The escapades of four animal friends who live along a river in the English countryside – Toad, Mole, Rat, and Badger. When Mr. Toad gets a new motor car, he gets them all in trouble.

First published in 1908 – this classic children’s novel is for readers who like animal stories full of antics. This classic has been adapted in various stage plays, musicals, and, of course, movies!

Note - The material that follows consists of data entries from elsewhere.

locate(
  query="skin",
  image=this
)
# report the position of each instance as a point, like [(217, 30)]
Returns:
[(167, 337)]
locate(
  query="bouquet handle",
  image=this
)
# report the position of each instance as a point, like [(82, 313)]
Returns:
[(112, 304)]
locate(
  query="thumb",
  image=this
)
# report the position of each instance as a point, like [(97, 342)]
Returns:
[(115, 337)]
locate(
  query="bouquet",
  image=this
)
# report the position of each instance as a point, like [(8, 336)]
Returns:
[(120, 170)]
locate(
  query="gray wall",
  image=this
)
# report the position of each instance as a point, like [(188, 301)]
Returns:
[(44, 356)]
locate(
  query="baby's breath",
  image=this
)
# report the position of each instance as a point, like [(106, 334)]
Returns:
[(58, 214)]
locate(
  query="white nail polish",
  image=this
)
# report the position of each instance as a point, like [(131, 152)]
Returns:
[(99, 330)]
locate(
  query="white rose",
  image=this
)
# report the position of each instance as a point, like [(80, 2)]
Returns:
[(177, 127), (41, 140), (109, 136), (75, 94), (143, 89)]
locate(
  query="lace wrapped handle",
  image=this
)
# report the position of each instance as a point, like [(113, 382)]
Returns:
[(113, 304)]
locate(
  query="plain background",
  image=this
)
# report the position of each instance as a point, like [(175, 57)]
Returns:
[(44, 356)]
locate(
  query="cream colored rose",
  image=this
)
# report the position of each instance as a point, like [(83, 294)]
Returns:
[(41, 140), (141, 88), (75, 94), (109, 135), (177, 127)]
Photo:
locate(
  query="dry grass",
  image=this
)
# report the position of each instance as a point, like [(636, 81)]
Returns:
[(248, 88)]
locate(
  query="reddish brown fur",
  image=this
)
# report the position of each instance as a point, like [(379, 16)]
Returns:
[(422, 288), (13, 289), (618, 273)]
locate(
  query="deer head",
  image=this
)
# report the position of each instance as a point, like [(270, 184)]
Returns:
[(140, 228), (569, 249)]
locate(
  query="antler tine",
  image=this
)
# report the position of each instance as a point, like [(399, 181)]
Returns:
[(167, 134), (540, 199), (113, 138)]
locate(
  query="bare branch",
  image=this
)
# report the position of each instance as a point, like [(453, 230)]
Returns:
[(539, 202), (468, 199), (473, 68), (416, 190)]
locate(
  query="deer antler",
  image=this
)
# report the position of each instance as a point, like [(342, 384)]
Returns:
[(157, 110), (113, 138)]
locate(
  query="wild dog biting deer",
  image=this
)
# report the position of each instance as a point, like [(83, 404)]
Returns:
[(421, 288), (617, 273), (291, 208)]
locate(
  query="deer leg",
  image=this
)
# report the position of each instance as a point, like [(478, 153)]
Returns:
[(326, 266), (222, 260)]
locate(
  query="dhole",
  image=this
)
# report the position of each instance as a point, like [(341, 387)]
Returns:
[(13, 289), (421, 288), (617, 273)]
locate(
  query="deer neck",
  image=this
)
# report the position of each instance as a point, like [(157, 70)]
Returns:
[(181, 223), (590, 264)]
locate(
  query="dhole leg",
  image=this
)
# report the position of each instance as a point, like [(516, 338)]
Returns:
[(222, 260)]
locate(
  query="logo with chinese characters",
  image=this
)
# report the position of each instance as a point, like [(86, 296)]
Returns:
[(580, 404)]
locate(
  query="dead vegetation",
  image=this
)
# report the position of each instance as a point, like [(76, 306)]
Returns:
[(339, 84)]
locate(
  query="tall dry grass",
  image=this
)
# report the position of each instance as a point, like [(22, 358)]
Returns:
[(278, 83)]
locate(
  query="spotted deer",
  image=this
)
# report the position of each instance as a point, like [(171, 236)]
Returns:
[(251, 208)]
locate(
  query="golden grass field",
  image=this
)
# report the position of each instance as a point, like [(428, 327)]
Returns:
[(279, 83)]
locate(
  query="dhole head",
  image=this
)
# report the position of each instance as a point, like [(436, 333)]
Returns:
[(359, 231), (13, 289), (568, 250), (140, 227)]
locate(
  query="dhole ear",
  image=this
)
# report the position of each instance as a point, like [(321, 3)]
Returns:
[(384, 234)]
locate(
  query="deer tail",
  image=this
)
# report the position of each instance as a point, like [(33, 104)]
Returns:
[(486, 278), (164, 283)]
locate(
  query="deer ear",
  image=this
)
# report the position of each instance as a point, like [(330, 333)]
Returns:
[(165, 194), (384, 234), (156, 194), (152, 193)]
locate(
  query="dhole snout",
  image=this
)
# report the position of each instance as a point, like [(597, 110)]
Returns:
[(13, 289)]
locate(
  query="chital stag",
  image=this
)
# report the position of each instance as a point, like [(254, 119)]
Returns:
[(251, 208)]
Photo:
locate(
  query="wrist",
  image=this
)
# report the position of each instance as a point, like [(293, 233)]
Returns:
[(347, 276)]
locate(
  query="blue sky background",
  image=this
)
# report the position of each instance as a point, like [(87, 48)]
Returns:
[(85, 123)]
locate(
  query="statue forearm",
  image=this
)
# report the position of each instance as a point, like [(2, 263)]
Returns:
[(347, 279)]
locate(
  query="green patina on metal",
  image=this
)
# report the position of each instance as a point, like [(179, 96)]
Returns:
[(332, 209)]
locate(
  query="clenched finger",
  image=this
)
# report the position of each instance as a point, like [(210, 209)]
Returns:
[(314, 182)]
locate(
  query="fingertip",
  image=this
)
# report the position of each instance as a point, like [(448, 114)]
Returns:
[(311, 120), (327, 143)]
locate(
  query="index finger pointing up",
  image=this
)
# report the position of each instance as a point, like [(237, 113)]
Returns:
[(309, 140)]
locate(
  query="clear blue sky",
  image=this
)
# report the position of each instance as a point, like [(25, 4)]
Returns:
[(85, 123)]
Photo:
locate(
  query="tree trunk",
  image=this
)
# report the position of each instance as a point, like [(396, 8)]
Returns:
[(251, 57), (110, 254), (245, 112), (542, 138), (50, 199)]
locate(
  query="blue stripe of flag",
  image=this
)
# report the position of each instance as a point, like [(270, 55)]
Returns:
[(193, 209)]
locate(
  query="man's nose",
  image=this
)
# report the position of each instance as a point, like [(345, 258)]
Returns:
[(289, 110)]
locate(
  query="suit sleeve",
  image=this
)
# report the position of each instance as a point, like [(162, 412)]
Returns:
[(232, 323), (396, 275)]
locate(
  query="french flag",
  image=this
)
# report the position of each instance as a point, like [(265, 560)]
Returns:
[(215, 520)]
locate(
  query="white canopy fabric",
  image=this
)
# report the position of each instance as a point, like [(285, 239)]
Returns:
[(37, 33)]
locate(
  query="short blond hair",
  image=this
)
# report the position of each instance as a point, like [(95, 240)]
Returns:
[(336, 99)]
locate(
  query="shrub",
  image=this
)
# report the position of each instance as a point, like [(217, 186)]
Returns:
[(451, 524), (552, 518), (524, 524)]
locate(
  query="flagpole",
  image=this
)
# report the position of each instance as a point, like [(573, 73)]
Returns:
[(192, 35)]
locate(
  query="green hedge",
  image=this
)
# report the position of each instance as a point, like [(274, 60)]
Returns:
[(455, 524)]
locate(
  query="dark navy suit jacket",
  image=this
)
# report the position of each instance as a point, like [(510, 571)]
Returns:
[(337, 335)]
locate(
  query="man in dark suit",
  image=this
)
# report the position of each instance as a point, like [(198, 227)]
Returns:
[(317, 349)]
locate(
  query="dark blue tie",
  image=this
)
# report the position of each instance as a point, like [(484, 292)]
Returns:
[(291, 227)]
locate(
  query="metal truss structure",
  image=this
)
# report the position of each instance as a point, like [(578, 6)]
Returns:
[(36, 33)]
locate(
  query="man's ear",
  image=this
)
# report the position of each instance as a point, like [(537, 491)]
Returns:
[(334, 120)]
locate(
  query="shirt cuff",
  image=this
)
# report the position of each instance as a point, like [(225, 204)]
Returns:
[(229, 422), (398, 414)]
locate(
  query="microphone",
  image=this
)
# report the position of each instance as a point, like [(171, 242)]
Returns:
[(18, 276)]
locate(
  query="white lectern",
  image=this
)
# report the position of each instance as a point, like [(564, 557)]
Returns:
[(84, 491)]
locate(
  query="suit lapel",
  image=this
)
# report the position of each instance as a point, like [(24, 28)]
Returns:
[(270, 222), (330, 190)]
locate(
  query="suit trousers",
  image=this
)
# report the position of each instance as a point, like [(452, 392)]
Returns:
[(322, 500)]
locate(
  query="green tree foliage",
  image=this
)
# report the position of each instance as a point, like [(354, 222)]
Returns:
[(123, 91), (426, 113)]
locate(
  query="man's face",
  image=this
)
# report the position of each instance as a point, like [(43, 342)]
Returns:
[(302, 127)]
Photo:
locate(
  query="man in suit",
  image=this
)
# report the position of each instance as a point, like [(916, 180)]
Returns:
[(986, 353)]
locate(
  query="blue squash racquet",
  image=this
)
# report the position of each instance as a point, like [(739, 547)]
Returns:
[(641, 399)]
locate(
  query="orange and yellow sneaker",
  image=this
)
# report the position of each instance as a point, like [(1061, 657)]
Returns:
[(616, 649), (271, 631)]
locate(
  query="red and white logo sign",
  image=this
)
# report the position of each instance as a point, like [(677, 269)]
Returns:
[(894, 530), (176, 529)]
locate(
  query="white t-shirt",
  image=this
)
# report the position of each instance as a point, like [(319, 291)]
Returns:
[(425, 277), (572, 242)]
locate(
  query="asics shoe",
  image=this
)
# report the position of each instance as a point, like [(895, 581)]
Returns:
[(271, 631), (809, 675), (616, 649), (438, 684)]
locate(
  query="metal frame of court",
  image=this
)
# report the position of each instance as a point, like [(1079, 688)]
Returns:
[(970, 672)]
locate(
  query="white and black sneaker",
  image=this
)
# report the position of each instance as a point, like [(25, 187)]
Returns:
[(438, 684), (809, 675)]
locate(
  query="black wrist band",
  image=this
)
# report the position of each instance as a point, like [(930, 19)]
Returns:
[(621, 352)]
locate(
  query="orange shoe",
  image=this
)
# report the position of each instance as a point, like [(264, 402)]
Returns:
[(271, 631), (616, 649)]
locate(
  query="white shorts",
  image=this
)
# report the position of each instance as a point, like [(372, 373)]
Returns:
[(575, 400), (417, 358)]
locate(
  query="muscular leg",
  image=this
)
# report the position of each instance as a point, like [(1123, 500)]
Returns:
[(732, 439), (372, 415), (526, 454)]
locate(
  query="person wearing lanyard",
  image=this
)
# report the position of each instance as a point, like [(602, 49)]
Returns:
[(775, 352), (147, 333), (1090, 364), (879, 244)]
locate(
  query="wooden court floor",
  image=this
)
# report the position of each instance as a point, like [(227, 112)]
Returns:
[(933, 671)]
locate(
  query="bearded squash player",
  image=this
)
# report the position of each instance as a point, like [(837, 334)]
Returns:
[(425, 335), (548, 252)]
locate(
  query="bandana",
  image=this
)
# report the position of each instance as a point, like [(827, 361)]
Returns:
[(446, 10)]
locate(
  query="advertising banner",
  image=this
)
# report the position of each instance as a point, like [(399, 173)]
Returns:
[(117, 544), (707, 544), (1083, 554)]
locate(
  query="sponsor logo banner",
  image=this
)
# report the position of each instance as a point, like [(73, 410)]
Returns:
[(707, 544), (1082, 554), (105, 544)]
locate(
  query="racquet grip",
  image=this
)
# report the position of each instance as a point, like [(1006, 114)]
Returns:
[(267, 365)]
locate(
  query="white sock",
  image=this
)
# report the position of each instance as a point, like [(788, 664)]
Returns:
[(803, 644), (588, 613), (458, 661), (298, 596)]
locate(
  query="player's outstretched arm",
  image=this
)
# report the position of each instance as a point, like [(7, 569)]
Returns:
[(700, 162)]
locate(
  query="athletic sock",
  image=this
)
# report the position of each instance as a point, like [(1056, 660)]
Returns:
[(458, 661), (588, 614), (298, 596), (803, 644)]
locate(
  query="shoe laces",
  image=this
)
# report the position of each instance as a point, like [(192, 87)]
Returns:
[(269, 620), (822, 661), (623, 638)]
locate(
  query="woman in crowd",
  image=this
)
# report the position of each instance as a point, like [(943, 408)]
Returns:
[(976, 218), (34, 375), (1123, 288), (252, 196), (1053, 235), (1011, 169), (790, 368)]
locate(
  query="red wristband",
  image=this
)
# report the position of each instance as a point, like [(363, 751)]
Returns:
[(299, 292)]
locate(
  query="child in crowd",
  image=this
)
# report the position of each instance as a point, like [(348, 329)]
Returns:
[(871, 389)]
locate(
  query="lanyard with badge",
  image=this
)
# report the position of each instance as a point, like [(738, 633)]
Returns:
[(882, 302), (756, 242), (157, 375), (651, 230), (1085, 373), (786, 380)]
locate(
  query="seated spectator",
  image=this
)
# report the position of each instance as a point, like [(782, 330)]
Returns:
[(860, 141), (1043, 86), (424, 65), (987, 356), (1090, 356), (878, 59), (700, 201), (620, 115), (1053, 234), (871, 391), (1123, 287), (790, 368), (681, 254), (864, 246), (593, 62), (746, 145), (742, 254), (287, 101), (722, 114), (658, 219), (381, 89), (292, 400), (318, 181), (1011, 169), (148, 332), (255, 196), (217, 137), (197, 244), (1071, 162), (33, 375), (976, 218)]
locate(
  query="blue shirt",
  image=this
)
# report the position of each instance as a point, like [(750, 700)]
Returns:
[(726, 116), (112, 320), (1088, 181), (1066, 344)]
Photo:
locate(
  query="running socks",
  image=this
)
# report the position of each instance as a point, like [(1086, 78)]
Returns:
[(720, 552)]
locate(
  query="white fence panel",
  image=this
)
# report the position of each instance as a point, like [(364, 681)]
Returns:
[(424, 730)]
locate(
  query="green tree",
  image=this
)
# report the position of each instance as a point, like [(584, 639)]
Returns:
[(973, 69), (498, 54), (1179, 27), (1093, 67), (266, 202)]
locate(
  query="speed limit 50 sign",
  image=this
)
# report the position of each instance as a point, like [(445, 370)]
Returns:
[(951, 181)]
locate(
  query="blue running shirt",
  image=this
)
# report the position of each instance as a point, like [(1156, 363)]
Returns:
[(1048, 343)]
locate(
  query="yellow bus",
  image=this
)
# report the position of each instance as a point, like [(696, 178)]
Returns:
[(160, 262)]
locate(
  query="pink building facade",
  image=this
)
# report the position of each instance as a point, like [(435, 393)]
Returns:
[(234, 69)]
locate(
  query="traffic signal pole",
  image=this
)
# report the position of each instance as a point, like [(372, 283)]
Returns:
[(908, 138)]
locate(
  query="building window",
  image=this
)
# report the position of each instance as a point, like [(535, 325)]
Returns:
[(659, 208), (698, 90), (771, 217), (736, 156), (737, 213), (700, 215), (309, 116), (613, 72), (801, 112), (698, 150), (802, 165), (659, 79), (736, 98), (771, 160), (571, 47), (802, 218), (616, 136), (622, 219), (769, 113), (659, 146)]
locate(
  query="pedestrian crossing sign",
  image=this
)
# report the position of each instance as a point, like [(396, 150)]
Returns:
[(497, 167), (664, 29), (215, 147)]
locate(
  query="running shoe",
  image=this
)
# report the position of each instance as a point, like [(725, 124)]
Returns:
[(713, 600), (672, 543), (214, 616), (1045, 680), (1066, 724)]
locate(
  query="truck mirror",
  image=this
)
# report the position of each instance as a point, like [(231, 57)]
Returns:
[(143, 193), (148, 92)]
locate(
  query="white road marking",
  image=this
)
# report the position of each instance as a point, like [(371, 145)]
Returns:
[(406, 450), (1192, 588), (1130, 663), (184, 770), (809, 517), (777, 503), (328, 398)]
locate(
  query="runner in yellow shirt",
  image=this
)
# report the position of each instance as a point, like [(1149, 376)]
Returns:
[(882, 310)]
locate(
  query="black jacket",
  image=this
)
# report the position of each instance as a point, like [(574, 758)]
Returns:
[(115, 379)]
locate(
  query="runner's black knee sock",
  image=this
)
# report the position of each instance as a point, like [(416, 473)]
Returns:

You can find it at the library in the Juvenile Fiction section at J GRAHAME.

~aw

Happy National Ice Cream Month!

Celebrate National Ice Cream Month by checking out these books with ice cream on the cover from our Juvenile Fiction section!

A Snicker of Magic by Natalie Lloyd JCD FIC LLOYD – The Pickles are new to Midnight Gulch, Tennessee, a town which legend says was once magic–but Felicity is convinced the magic is still there, and with the help of her new friend Jonah the Beedle she hopes to bring the magic back.

Sprinkle Sundays by Coco Simon J SIMON – When Allie and her mother move one town away after her parents’ divorce, Allie must find a way to stay close to her best friends Sierra and Tamiko.

The Chocolate Sundae Mystery by Gertrude Warner JPLWY WARNER – The Boxcar children investigate when ice cream and other items start disappearing from their favorite ice cream parlor.

~aw

Book Review: The Wizard’s Dog

The Wizards DogToday I recommend: The Wizard’s Dog by Eric Kahn Gale.

When his master and best friend, Merlin, is kidnapped, there is nothing Nosewise the dog will not do to get Merlin back, even if it means facing the strange Fae people and their magic-eating worms, or tangling with the mysterious Sword in the Stone.

This book is hilarious- Nosewise, the wizard Merlin’s dog, is the narrator for the book and his point of view makes for an enjoyable read. A dog’s opinion on many things differs from that of the human companions he gains along the way to rescue his master Merlin- for example Nosewise believes that being the “poop-boy” who cleans the chamber pots is a huge honor while Arthur disagrees. This book is perfect for elementary school students who love dog books especially ones written from the point of view of the dog, and anyone who enjoys legend, and magical fantasy stories.

This is one of the fiction books for the 2018-2019 season of Battle of the Books. You can find this book on the Battle of the Books shelf for the 2018-2019 season, and in the Juvenile Fiction section at J GALE.